From a retirement planning standpoint, annuities provide two primary advantages. First, the tax deferred component works to the advantage of younger people with time to accumulate. If the retirement horizon if 15 years or more, tax deferral can give savers in higher tax brackets an edge.  Secondly, annuities have an income component that can guarantee that a retiree will not outlive their income.  The amount of the income is based on the accumulated capital, the age of the retiree and his or her life expectancy. Payments can be guaranteed for a specified period of time, or a lifetime.

The IRA Component

There are two types of IRAs – traditional and Roth.  Both are tax qualified retirement plans, but each has a different tax treatment.  Both IRAs allow eligible people to make tax deductible contributions up to $5,000.  In a traditional IRA, the contribution is tax deductible, while in a Roth it is not.  In a Roth, withdrawals are exempt from taxes, while in a traditional IRA, the withdrawals are taxed as ordinary income.  The decision as to whether to invest in a traditional or Roth IRA should come down to your tax situation. If you are in a higher bracket currently, and expect to be in lower bracket in retirement, a traditional IRA could be more advantageous. Otherwise, a Roth would be more favorable for people if they expect their retirement tax bracket to be about the same as it is today. Plus, a Roth IRA has greater flexibility for people who want to make early withdrawals as contributions are the first to come out and are, therefore, not taxed, nor penalized.

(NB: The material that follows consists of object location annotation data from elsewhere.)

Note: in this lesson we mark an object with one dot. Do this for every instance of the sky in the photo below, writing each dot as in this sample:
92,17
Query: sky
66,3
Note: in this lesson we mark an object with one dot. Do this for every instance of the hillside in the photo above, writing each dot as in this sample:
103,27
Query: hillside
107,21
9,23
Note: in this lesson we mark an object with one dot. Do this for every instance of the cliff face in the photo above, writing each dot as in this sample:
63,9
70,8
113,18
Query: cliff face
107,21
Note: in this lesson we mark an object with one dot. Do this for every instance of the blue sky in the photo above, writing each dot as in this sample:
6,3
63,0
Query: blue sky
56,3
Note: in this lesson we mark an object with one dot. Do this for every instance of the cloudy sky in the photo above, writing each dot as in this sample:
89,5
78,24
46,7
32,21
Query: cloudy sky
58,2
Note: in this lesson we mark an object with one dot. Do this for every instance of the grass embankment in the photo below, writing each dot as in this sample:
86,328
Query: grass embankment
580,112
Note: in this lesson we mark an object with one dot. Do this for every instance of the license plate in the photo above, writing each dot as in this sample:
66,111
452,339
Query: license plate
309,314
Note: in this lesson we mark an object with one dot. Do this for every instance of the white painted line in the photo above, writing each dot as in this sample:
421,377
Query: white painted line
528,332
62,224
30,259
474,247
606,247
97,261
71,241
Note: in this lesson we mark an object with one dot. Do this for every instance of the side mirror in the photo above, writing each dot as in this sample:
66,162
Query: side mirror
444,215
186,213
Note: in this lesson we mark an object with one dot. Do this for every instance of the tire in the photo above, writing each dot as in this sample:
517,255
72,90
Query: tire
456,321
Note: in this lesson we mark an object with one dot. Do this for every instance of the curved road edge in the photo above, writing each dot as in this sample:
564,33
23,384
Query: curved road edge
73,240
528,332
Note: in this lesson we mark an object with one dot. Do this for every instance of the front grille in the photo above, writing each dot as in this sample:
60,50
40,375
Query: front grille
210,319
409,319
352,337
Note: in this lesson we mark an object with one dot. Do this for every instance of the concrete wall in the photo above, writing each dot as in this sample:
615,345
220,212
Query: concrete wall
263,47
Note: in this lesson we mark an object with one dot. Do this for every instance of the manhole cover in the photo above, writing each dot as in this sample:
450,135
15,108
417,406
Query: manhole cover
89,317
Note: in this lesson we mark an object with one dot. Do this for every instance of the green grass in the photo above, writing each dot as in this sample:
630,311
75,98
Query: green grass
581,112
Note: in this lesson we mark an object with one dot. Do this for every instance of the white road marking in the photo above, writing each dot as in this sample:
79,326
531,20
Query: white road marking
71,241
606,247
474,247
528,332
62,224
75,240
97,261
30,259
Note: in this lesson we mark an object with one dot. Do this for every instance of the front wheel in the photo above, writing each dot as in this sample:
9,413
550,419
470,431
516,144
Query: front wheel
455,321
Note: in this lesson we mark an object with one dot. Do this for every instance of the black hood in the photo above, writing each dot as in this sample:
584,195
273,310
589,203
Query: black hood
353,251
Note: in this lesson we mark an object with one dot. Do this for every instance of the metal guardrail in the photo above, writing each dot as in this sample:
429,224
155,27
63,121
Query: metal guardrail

Not everyone can qualify for an IRA. If you participate in an employer sponsored plan, you may not be eligible depending on your adjusted gross income. If your income is below $56,000 you can still invest in an IRA with full tax benefits.  If your income is above$66,000 (as a single filer) your contributions will not be tax deductible. Roth eligibility is a little more flexible for 401(k) participants but there are still income eligibility requirements.

The 401(k) Component

Participants in a 401(k) plan benefit from easy payroll contributions, current tax savings, tax deferred earnings, investment choices, and, in many plans, an employer matching contribution. Between the tax savings and the employer match, participants receive an instant return on their contributions, so it is always advisable to participate in a 401(k) plan. You can contribute up to $16,500 from your earnings.

Putting them Together

When putting together your retirement portfolio, your initial focus shouldn’t be on specific products or vehicles; rather it should be on what it is you really want to have happen in retirement. People looking for the highest degree of security and flexibility need to consider how different retirement components can work together.

For 401(k) participants, it is advisable to contribute the maximum eligible amount. This increases your current tax savings while boosting your ability to stay on track to your accumulation goal.  The same advice applies to those who are eligible for an IRA. In either case, these vehicles provide the best opportunity for maximum accumulation which is the most important aspect of retirement planning.

For those people who are concerned with the possibility of outliving their retirement income sources, serious consideration should be given to contributing, in addition, to an annuity, especially if you have reached the maximum level of contributions to your qualified plans.  While annuities can also be advantageous as accumulation vehicles, they provide a critical retirement planning element the qualified plans don’t – absolute future security. The guarantees that are built into annuities, such as guaranteed principal, guaranteed growth, guaranteed income, can create the essential safety net everyone needs and may have to rely upon if there is any disruption in your accumulation.

A sound retirement plan should be thought of as an overall strategy built around your specific needs, concerns, and priorities. For most people, no one vehicle can address all of their needs, but a well-conceived strategy employing multiple vehicles can almost always do so.